Logan's letter points out the friendship that once existed between the Mingo tribe and British Americans. The code of hospitality was extremely important to Indians, and they expected the like in return. But war had existed for so long in the trans-Appalachian region between French, English, Indians, and Americans, that memories of wrongs committed against friends and families smoldered beneath periods of apparent calm, only to erupt once again into violence.

Bacone College

See also Dunmore's War ; Wars with Indian Nations .

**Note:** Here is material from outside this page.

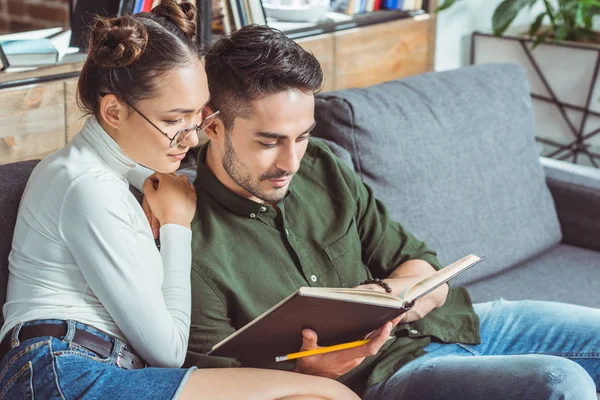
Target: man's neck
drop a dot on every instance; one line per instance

IN THE SPRING of the year 1774, a robbery was committed by some Indians on certain land adventurers on the River Ohio. The whites in that quarter, according to their custom, undertook to punish this outrage in a summary way. Captain Michael Cresap, and a certain Daniel Greathouse, leading on these parties, surprized, at different times, travelling and hunting parties of the Indians, having their women and children with them, and murdered many. Among these were unfortunately the family of Logan, a chief celebrated in peace and war, and long distinguished as the friend of the whites. This unworthy return provoked his vengeance. He accordingly signalized himself in the war which ensued. In the autumn of the same year a decisive battle was fought at the mouth of the Great Kanhaway, between the collected forces of the Shawanese, Mingoes and Delawares, and a detachment of the Virginia militia. The Indians were defeated and sued for peace. Logan, however, disdained to be seen among the suppliants. But lest the sincerity of a treaty should be distrusted, from which so distinguished a chief absented himself, he sent, by a messenger [General Gibson], the following speech, to be delivered to lord Dunmore.

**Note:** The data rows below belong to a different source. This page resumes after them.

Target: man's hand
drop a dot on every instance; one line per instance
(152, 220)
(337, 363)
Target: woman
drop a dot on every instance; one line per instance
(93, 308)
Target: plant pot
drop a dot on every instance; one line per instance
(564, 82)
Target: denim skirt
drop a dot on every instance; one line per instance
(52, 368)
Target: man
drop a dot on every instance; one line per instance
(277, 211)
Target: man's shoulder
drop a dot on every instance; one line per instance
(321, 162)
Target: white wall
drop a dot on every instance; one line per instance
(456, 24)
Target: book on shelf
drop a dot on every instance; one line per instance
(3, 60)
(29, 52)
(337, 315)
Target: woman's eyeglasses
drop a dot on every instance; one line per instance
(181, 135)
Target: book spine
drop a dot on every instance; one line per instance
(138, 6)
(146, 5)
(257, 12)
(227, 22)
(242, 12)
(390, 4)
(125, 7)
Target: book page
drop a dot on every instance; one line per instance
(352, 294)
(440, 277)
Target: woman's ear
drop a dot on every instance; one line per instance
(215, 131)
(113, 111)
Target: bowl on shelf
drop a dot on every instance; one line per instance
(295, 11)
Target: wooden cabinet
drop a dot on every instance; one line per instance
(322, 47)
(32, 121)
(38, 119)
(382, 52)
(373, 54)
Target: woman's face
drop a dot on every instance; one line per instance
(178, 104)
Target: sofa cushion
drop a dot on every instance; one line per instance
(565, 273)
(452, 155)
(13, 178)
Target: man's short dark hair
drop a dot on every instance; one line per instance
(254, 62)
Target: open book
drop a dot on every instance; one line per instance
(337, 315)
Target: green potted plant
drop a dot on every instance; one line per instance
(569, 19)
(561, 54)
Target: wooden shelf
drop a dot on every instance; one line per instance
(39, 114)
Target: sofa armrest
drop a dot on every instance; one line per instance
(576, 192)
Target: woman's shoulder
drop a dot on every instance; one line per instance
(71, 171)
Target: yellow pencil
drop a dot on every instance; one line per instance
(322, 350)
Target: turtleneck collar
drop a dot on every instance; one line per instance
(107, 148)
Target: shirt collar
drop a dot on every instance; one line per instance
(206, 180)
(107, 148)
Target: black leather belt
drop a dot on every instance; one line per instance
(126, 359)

I appeal to any white man to say, if ever he entered Logan's cabin hungry, and he gave him not meat: if ever he came cold and naked, and he cloathed him not. During the course of the last long and bloody war Logan remained idle in his cabin, an advocate for peace. Such was my love for the whites, that my countrymen pointed as they passed, and said, 'Logan is the friend of white man.' I had even thought to have lived with you, but for the injuries of one man. Colonel Cresap, the last spring, in cold blood, and unprovoked, murdered all the relations of Logan, not even sparing my women and children. There runs not a drop of my blood in the veins of any living creature. This called on me for revenge. I have sought it: I have killed many: I have fully glutted my vengeance: for my country I rejoice at the beams of peace. But do not harbour a thought that mine is the joy of fear. Logan never felt fear. He will not turn on his heel to save his life. Who is there to mourn for Logan?—Not one.

SOURCE: Jefferson, Thomas. Notes on the State of Virginia. With an Appendix Relative to the Murder of Logan's Family. Trenton, N. J.: Wilson & Blackwell, 1803.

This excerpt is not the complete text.